The Argentine Open operates at the 40-goal handicap with 8-chukker matches, a standard that exists nowhere else. Eight chukkers instead of six means longer matches, deeper horse strings, and a gruelling test of stamina and depth that separates the great teams from the merely good. The pressure of playing at 40 goals is immense: every player on the field is rated 9 or 10, the best in the world, and the margin for error is essentially zero.
The 2026 field reads like a who’s who of the sport. La Natividad La Dolfina enters at a perfect 40 goals: Adolfo Cambiaso, the greatest player in history at 50 years old, playing alongside his 22-year-old son Poroto Cambiaso and the Castagnola brothers, Camilo and Barto. A father and son, two brothers, four 10-goalers, the maximum possible rating. Their main challengers include Ellerstina Indios Chapaleufu (36 goals) with the Pieres brothers, Facundo and Gonzalito, carrying decades of rivalry with La Dolfina. Las Monjitas (35 goals) bring Juan Martin Nero, holder of the all-time record with 12 Argentine Open titles, alongside David Stirling, the only non-Argentine 10-goaler in modern polo. La Irenita (34 goals), anchored by Pablo Mac Donough, and La Hache (34 goals), captained by Hilario Ulloa, round out a field that carries more combined major titles than any other annual sporting event.

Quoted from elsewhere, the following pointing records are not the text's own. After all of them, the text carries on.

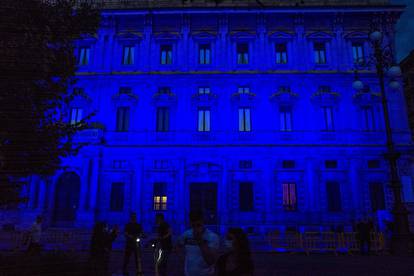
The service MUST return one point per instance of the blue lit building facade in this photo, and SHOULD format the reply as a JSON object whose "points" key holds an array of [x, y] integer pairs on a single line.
{"points": [[245, 112]]}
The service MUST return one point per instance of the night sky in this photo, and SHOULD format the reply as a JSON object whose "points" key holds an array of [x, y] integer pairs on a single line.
{"points": [[405, 30]]}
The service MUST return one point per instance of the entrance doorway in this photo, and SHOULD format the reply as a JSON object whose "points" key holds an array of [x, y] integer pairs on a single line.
{"points": [[203, 197], [66, 199]]}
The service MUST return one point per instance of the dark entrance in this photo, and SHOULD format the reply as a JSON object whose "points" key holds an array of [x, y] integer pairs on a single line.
{"points": [[66, 199], [203, 196]]}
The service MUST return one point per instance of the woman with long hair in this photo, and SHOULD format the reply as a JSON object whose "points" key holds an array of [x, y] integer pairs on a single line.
{"points": [[238, 260]]}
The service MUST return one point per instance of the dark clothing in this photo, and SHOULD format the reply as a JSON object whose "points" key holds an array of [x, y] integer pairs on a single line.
{"points": [[243, 267], [165, 243]]}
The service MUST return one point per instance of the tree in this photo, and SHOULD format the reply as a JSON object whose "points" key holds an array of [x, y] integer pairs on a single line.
{"points": [[37, 67]]}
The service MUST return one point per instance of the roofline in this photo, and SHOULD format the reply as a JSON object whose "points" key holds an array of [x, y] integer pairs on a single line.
{"points": [[217, 10]]}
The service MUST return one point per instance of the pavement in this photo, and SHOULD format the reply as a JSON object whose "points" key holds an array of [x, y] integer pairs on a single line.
{"points": [[266, 264]]}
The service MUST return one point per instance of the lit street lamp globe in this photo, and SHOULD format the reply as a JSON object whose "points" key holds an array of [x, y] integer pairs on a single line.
{"points": [[375, 36], [357, 85]]}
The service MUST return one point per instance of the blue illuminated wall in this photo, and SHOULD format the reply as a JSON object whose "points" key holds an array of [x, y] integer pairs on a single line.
{"points": [[310, 152]]}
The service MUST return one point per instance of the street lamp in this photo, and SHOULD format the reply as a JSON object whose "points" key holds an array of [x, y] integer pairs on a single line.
{"points": [[384, 62]]}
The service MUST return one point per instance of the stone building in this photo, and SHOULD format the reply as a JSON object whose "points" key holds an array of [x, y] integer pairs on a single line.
{"points": [[241, 109]]}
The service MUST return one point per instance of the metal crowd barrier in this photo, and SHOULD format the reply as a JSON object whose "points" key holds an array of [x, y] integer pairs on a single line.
{"points": [[310, 242]]}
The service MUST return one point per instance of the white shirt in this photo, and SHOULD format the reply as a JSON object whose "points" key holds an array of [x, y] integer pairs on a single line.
{"points": [[194, 261]]}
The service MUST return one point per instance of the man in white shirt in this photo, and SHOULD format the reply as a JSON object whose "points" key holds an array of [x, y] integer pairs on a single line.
{"points": [[201, 247]]}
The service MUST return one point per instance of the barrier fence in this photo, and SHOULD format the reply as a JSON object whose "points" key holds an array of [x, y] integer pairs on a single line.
{"points": [[309, 242]]}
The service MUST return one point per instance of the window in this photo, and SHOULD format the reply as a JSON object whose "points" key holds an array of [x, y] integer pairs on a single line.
{"points": [[373, 164], [281, 53], [369, 118], [328, 118], [160, 196], [205, 54], [331, 164], [84, 53], [75, 115], [245, 164], [122, 122], [246, 196], [319, 49], [128, 55], [285, 118], [163, 119], [244, 119], [203, 90], [358, 52], [242, 53], [333, 192], [377, 196], [203, 119], [288, 164], [243, 90], [289, 196], [166, 54], [117, 196]]}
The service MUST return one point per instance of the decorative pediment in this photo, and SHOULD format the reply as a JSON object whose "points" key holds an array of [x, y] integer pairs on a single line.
{"points": [[325, 96], [129, 35], [284, 96], [125, 96], [319, 35], [280, 35], [167, 35], [242, 34], [204, 35], [356, 35]]}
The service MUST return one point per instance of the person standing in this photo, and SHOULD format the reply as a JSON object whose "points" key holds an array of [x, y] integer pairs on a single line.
{"points": [[35, 235], [201, 247], [164, 245], [133, 234], [237, 261]]}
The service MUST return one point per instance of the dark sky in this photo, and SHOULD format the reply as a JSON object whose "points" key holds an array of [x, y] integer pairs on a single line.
{"points": [[405, 30]]}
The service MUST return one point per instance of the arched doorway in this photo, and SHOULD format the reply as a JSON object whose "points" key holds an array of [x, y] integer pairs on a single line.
{"points": [[66, 199]]}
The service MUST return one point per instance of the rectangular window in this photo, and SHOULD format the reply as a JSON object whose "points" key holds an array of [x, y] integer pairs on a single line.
{"points": [[243, 90], [319, 49], [203, 119], [333, 192], [75, 115], [163, 119], [166, 54], [122, 122], [245, 123], [328, 118], [288, 164], [281, 53], [246, 196], [286, 118], [242, 53], [128, 55], [358, 52], [117, 196], [204, 54], [203, 90], [289, 196], [376, 191], [160, 196], [331, 164], [369, 118], [84, 53]]}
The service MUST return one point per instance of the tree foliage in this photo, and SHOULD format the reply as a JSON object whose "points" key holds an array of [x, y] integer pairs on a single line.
{"points": [[37, 67]]}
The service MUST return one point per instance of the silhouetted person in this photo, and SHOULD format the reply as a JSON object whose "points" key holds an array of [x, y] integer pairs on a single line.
{"points": [[133, 234], [164, 245], [238, 261], [35, 235], [364, 229], [201, 246]]}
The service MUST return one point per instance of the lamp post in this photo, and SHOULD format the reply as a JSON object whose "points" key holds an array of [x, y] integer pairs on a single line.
{"points": [[384, 62]]}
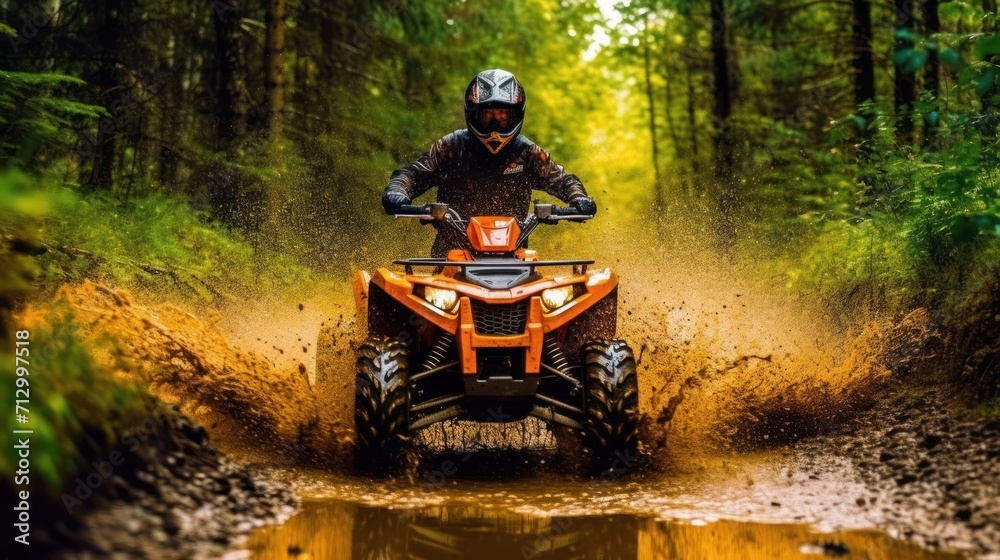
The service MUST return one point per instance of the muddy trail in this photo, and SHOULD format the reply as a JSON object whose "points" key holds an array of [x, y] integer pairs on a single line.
{"points": [[736, 382]]}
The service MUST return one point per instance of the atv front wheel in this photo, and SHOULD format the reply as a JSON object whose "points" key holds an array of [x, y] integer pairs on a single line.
{"points": [[380, 402], [611, 406]]}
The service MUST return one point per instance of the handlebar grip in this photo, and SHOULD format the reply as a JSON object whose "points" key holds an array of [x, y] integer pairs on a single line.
{"points": [[409, 210]]}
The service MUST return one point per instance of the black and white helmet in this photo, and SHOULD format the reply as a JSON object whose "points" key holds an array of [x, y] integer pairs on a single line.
{"points": [[494, 108]]}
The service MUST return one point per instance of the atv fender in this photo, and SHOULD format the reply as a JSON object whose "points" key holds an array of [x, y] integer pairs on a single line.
{"points": [[360, 287]]}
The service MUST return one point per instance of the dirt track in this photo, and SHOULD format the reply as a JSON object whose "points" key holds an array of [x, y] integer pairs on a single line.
{"points": [[713, 395]]}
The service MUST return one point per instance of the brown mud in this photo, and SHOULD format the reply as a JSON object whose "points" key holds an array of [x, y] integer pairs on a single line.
{"points": [[728, 369]]}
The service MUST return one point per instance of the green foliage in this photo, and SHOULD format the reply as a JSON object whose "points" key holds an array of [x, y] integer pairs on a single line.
{"points": [[78, 412], [35, 115]]}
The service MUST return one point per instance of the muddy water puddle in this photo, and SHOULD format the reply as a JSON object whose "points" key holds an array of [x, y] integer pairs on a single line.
{"points": [[549, 517], [337, 529]]}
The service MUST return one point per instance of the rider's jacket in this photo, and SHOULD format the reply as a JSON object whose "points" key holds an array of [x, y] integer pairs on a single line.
{"points": [[477, 183]]}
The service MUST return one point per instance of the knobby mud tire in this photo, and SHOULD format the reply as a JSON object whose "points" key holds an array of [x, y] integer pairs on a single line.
{"points": [[611, 407], [380, 407]]}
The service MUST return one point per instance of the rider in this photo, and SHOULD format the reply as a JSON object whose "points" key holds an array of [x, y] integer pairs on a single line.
{"points": [[488, 169]]}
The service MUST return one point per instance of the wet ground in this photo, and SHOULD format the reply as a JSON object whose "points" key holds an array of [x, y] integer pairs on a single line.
{"points": [[499, 521], [747, 507]]}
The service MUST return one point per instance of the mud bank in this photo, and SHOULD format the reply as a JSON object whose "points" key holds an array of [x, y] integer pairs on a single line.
{"points": [[930, 474], [174, 496]]}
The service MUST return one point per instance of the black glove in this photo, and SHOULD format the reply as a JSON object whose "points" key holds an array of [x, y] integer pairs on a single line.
{"points": [[392, 200], [585, 205]]}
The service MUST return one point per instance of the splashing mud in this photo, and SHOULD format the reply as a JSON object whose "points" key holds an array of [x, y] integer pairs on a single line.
{"points": [[725, 363], [243, 398]]}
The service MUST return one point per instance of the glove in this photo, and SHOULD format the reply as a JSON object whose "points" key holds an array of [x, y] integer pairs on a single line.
{"points": [[585, 205], [392, 201]]}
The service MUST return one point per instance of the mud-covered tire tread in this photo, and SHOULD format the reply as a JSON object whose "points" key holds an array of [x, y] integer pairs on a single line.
{"points": [[611, 405], [380, 406]]}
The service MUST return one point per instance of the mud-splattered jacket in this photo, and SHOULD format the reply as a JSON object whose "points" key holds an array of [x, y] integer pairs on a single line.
{"points": [[477, 183]]}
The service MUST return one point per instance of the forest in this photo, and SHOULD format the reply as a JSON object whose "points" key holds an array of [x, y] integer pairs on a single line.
{"points": [[215, 151]]}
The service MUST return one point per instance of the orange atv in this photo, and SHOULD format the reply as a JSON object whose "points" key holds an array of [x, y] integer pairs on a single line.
{"points": [[484, 335]]}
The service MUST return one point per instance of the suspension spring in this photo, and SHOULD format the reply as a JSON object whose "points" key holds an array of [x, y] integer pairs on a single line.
{"points": [[439, 352], [554, 355]]}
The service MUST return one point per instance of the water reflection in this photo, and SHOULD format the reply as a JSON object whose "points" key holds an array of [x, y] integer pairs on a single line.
{"points": [[338, 530]]}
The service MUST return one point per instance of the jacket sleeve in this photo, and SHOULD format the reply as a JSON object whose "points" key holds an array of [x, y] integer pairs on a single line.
{"points": [[418, 177], [555, 180]]}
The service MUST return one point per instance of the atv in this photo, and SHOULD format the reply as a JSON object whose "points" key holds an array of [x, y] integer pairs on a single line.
{"points": [[484, 335]]}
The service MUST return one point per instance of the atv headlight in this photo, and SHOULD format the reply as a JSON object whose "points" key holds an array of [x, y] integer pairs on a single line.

The storyline that hangs over the 2026 Argentine Open is Cambiaso. At 50, playing with his son at the highest level of the sport, every final could be his last. The crowd at Palermo knows this. When he rides onto the field, 30,000 people understand they may be watching the end of an era that has lasted more than three decades. The Cambiaso-Nero rivalry, which defined a generation of Argentine Opens through their years together at La Dolfina, now plays out on opposite sides. Nero, with his record 12 titles, facing the man he won most of them alongside.
For fans watching from outside Buenos Aires, the timezone is straightforward. Buenos Aires runs at UTC-3 year-round with no daylight saving. The estimated final on December 6 at 16:30 local time translates to 19:30 in London, 20:30 in Central Europe, and 14:30 in New York, all comfortable viewing slots. For fans in Tokyo, the 04:30 start the following morning means setting an alarm or catching highlights. For Australian viewers in Sydney, the 06:30 AEDT start is early but manageable. Check whatisthetime.now/buenos-aires for current local time in Argentina.
The atmosphere on final day at Palermo is unlike anything else in polo. Buenos Aires in early December is deep spring, warm and bright, and the city turns its attention to the Cathedral. The stands fill hours before the first throw-in. The noise builds through the match. When the final bell sounds, the winning team does a victory lap on horseback while the crowd roars. It is the greatest single day in polo’s calendar, played at a venue that earned its nickname for a reason.
Exact semi-final and final dates are typically confirmed mid-season. Following the Hurlingham Open in September-October and the Tortugas Open in October, the Argentine Open is where the season, and possibly the Triple Crown, is decided.